Goldberg v Battlestar

Jonah Goldberg, about whom what little I've written was not very positive, has an excellent article in Commentary about how Battlestar Galactica stank through its last couple of years (and he mercifully doesn't delve into its dismal finale).

Dalai Lama on hold

This is a consequence of having a weak U.S. president and a massive Chinese-held debt:

Still jet-setting at 74, the Dalai Lama has been in Washington this week to receive an award in Congress and attend a conference on meditation. But, for the first time since 1991, the Tibetan religious leader’s visit to the US capital has not included a trip to the White House.

Barack Obama, US president, is to make his first visit to China next month and any meeting with the Dalai Lama, which would doubtless raise hackles in Beijing, has been put on hold.

Visiting Dharamshala earlier this year, I was disconcerted by the ramshackle environs of the Tibetan government-in-exile. How could the Tibetans hope to engage in any kind of contest with China? Through the power of their ideas, and through U.S. support. Looks like they'll have to rely on their ideas.

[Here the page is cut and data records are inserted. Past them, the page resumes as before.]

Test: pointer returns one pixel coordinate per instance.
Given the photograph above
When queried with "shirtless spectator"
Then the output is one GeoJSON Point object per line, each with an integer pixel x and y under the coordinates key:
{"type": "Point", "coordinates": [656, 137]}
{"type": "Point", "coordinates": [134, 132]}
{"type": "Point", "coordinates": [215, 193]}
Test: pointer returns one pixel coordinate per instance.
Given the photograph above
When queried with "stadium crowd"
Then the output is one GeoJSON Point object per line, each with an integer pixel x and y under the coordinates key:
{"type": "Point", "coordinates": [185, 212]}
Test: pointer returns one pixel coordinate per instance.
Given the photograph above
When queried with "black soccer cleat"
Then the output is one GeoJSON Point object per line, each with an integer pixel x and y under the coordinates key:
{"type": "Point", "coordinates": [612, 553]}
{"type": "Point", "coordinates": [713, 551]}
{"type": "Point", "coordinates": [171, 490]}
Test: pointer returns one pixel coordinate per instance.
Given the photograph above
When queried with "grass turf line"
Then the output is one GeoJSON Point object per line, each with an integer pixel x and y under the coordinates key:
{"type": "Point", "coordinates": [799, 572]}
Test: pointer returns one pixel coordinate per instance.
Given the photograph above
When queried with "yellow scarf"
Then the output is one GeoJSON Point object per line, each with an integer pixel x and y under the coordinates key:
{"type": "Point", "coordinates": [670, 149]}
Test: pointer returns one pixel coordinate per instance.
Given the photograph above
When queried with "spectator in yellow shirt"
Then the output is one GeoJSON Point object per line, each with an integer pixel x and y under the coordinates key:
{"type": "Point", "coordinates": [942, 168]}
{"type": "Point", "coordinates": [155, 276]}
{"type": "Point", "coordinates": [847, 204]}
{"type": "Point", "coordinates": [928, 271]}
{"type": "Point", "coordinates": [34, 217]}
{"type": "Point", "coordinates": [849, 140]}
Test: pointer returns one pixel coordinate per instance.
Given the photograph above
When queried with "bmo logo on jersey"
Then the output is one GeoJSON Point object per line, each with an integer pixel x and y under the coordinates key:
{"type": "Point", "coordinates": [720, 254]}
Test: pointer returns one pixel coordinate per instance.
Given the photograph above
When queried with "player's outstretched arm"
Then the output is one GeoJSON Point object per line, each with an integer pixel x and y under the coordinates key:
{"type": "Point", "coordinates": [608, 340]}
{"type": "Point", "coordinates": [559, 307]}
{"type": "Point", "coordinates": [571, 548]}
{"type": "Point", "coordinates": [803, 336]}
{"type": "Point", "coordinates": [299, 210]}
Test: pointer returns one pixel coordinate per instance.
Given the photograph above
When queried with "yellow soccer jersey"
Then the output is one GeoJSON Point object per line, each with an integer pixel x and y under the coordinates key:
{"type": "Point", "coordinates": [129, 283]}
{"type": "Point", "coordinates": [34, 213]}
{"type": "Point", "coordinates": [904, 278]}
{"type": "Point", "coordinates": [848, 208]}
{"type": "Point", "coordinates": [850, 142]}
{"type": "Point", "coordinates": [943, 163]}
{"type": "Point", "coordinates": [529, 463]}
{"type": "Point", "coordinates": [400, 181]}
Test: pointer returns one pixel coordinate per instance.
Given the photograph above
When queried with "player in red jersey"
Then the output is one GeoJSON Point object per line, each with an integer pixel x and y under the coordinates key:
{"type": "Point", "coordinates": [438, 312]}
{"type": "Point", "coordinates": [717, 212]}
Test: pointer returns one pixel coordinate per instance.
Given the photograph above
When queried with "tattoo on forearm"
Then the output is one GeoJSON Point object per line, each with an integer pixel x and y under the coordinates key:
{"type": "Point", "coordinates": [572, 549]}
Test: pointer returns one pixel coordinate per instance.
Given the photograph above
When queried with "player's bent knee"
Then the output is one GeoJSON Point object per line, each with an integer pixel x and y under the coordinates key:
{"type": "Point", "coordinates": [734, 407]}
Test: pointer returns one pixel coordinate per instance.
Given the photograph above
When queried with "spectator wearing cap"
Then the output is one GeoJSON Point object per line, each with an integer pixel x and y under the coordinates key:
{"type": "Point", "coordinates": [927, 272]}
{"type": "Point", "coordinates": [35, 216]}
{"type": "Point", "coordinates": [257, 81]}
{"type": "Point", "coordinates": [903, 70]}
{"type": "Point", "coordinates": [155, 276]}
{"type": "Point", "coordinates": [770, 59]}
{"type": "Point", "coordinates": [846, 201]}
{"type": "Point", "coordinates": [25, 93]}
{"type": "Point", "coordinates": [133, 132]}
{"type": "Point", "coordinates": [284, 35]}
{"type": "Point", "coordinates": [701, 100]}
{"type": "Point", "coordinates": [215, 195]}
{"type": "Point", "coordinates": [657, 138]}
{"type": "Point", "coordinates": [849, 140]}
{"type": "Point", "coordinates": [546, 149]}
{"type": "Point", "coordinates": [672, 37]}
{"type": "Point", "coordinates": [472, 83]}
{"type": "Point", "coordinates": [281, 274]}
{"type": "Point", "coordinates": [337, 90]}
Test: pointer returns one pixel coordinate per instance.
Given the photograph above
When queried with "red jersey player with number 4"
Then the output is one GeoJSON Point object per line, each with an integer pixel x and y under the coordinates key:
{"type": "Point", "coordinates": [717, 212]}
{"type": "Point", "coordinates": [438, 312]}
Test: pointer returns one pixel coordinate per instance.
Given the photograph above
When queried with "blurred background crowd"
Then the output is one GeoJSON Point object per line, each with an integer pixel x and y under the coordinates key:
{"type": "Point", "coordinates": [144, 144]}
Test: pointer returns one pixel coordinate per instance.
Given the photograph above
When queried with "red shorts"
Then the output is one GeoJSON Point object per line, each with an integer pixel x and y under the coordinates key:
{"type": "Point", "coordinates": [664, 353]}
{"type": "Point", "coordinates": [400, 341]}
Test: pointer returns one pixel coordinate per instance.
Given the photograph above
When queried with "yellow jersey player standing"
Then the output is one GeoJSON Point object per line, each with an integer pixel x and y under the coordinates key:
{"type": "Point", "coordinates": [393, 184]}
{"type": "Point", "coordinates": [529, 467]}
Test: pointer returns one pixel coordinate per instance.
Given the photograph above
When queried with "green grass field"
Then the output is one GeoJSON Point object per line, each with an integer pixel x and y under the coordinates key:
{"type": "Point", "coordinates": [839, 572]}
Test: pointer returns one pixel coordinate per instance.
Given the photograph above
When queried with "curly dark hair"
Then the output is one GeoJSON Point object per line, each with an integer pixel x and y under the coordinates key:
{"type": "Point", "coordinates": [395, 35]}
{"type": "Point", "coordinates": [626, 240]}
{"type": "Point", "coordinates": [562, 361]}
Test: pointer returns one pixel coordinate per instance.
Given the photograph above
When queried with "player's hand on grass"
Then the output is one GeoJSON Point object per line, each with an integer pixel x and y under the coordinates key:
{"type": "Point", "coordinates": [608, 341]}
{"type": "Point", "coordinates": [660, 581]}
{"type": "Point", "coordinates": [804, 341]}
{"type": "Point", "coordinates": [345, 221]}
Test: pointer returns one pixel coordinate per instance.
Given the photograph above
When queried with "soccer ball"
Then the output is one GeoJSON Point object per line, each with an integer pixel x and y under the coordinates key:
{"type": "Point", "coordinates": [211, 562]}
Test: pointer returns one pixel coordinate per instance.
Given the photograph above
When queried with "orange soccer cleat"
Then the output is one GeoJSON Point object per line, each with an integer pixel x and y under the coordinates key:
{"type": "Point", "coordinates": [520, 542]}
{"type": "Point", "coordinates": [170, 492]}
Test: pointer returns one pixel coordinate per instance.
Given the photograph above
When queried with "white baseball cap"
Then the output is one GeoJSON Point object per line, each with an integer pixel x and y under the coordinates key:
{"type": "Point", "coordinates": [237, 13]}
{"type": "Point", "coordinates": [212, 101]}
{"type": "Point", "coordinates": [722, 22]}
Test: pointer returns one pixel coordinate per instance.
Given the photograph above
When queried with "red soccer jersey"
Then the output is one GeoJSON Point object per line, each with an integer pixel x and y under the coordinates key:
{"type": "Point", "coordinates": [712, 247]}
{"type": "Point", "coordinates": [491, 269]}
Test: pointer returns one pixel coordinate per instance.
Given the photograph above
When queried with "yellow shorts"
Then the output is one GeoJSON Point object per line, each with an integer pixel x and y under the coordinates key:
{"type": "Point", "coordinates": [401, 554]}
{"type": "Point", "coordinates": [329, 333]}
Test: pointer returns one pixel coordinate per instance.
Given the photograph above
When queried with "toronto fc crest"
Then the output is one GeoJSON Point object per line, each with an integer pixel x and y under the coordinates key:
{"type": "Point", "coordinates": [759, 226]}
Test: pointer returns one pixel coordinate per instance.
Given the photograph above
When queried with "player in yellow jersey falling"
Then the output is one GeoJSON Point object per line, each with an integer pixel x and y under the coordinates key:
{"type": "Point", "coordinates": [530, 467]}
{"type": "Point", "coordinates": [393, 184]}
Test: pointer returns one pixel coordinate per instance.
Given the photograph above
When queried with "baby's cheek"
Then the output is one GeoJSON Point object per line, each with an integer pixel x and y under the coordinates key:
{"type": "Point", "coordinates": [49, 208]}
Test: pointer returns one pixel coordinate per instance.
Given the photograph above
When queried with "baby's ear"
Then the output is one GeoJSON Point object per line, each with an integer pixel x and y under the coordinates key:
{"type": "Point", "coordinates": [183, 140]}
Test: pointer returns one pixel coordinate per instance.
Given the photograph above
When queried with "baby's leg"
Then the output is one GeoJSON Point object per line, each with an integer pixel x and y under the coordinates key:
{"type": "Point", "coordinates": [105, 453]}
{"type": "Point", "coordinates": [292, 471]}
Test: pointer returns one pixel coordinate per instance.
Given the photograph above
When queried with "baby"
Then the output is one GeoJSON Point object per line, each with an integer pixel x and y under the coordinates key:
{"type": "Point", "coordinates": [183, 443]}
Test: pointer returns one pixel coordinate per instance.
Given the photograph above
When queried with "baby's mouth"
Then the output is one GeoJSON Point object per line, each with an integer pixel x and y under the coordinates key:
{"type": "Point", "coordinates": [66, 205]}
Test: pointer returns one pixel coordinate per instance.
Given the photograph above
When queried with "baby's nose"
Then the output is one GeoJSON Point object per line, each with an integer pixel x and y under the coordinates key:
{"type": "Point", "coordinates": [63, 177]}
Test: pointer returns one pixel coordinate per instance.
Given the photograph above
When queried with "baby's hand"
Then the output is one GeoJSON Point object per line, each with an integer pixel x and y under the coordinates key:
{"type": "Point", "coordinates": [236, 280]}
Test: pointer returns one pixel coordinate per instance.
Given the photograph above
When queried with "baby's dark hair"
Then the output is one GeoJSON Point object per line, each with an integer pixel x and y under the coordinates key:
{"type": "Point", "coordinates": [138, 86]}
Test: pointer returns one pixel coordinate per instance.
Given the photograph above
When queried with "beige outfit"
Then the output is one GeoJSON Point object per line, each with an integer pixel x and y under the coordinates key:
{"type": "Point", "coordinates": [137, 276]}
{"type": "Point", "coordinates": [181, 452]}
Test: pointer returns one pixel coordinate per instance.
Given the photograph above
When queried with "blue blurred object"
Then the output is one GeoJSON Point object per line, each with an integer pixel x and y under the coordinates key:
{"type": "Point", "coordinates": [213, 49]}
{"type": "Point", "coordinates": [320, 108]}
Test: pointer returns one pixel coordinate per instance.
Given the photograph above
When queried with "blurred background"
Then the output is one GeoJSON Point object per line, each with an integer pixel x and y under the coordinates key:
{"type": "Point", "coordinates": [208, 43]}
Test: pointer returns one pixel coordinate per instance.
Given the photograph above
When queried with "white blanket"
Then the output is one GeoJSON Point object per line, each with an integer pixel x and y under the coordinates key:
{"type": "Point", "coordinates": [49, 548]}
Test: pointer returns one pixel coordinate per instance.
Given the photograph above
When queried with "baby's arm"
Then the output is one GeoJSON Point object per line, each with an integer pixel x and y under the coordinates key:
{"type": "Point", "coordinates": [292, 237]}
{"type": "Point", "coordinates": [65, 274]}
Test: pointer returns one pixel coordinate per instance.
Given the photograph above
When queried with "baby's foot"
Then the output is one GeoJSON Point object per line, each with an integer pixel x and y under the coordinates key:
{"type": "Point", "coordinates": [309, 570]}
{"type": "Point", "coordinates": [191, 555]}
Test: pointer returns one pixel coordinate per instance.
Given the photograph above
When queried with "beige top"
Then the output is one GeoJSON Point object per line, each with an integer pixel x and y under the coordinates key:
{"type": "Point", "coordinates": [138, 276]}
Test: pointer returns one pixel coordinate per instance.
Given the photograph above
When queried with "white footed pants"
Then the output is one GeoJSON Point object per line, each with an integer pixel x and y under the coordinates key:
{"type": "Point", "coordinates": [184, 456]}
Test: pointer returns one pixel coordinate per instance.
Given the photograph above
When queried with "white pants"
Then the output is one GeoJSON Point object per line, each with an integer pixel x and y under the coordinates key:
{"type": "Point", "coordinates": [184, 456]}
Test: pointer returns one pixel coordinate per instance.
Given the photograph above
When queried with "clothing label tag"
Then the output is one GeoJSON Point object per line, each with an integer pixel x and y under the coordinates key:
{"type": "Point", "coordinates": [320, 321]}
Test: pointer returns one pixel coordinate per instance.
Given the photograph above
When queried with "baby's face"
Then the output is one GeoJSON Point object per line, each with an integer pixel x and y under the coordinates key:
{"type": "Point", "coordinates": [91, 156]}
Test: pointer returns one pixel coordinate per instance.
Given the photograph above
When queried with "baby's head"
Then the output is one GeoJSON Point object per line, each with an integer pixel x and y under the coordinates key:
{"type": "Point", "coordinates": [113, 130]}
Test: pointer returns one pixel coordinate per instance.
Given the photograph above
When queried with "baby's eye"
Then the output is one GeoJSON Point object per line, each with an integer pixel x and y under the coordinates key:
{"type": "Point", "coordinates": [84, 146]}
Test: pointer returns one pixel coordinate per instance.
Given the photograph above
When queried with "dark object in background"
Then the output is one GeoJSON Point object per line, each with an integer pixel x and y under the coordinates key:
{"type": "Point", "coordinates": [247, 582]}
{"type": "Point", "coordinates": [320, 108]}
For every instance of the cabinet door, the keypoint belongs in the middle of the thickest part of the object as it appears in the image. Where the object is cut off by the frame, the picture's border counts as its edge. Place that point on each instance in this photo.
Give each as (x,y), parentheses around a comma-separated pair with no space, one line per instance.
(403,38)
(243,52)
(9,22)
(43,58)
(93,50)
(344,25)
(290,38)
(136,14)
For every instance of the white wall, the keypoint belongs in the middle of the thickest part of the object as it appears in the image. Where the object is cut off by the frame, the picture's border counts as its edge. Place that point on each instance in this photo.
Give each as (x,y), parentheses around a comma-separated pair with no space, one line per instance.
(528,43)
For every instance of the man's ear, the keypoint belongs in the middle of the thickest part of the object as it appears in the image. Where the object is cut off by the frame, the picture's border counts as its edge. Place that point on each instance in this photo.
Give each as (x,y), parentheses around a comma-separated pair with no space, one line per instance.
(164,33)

Many conspiracies or just one?

Early this morning, at my New Jersey train station, there was a guy raving about 9/11 as inside job, chemtrails that cause us to think we have swine flu, and the discovery of another solar system that has some kind of sinister implications. For anyone who wants more of this kind of stuff, there's tonight's Debate at Lolita Bar.

Monday, October 5, 2009

Aging, awards

Off to Boston shortly for the Retirement Income Industry Association's annual meeting and awards dinner. I'll be introducing award winner Laurence Kotlikoff.

And if you're feeling long in the tooth and ready for retirement, the Nobel Prize has just been awarded to the people who figured out that telomeres are crucial in the aging process.

Sunday, October 4, 2009

Sagan video

Carl Sagan, sampled into electronic music. My favorite video in a long time. (Via LGF.)

My long-ago review of a Carl Sagan book is here. A somewhat later review of a Nick Sagan book is here. Hey, Nick--isn't it time for a reunion with your friends? (, not ex-friends, I mean.)

Friday, October 2, 2009

Biotech history

My October Research magazine article, on the history of biotech, is now online. Excerpt:

The roots of biotech can be traced back over centuries, involving such precursors as the fermentation of yeast in beer production. The modern biotech industry, though, began on April 7, 1976, when biochemist Herbert Boyer and venture capitalist Robert Swanson founded Genentech to develop drugs based on the technology of recombinant DNA, in which genes from multiple sources are combined into a single molecule. Boyer and geneticist Stanley Cohen had pioneered such gene splicing earlier in the decade.

Genentech went public on Oct. 14, 1980, with 1 million shares offered at $35 each. Investors bid the price up to $89 in a matter of minutes, and the stock closed for the day at $70. The company, by the way, at this point still had no actual products, though it had achieved some important laboratory milestones, such as cloning human insulin.

Thursday, October 1, 2009

Saturn winding down

So much for Saturn. (Not this Saturn or this one but this one.) Those of us who own, say, a 2007 Aura Green Line hybrid (a very good car, I might add) wonder what exactly our warranty will be getting us a bit down the road.

Space available

Where would I live if not New Jersey? Saturn Apartments.